Avalanche at Wild
The Minnesota Wild are fighting for their playoff lives and try for a fourth consecutive victory when they host the Colorado Avalanche on Sunday. It seemed Minnesota was destined to earn one point Friday against Dallas but Joel Eriksson Ek scored his second goal of the game with 27 seconds remaining to give the Wild a 3-2 victory and plenty of momentum heading into their Central Division battle with Colorado.
"These are important points for us," Eriksson Ek told reporters after recording the first two-goal game of his career. "We have to put more games together and keep winning, and this was a step in the right direction." The Avalanche on Saturday won their third straight and sixth in the last seven games, coming from behind to defeat the red-hot Blue Jackets in Columbus on Nathan MacKinnon's goal with 4:34 remaining. Colorado moved to within five points of first-place St. Louis in the Central while one point ahead of Dallas and seven in front of fourth-place Winnipeg with three games in hand on the Jets. The Wild won the last two meetings after the Avalanche took the season's first encounter as Minnesota defenseman Ryan Suter (two goals, three assists) and Colorado rookie blueliner Cale Makar (two and two) were big producers in the three games.
TIME: 7:30 p.m. ET. TV: NBC Sports Network
ABOUT THE AVALANCHE (31-16-6): MacKinnon leads the team with 31 goals and 75 points - fourth-most in the league. Nazem Kadri has four of his 19 goals and seven of his 35 points in the last five games after tying Saturday's contest with 8:15 remaining. Pavel Francouz (12-4-2, .924 save percentage) is expected to make his first start in goal since Jan. 20 after Philipp Grubauer made 31 saves versus Columbus.

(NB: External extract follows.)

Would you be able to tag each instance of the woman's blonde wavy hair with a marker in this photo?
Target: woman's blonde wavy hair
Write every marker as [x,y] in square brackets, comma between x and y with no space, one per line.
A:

ABOUT THE WILD (26-22-6): Eric Staal paces the club with 39 points but recorded only one in four games since the All-Star break. Kevin Fiala (33 points) had an assist Friday and has three goals and five points in his last three games. Suter (38 points) has an assist in each of his last three games while Zach Parise, who played his 1,000th game Friday, leads the team with 20 goals.
OVERTIME
1. Minnesota has yielded three power-play goals in the last two games - six in the past four - and has the league's worst penalty-killing unit at 73.8 percent.
2. Colorado is the highest-scoring team in the NHL at 3.66 goals per game.
3. The Wild are a division-worst minus-11 while the Avalanche are a Western Conference-best plus-42.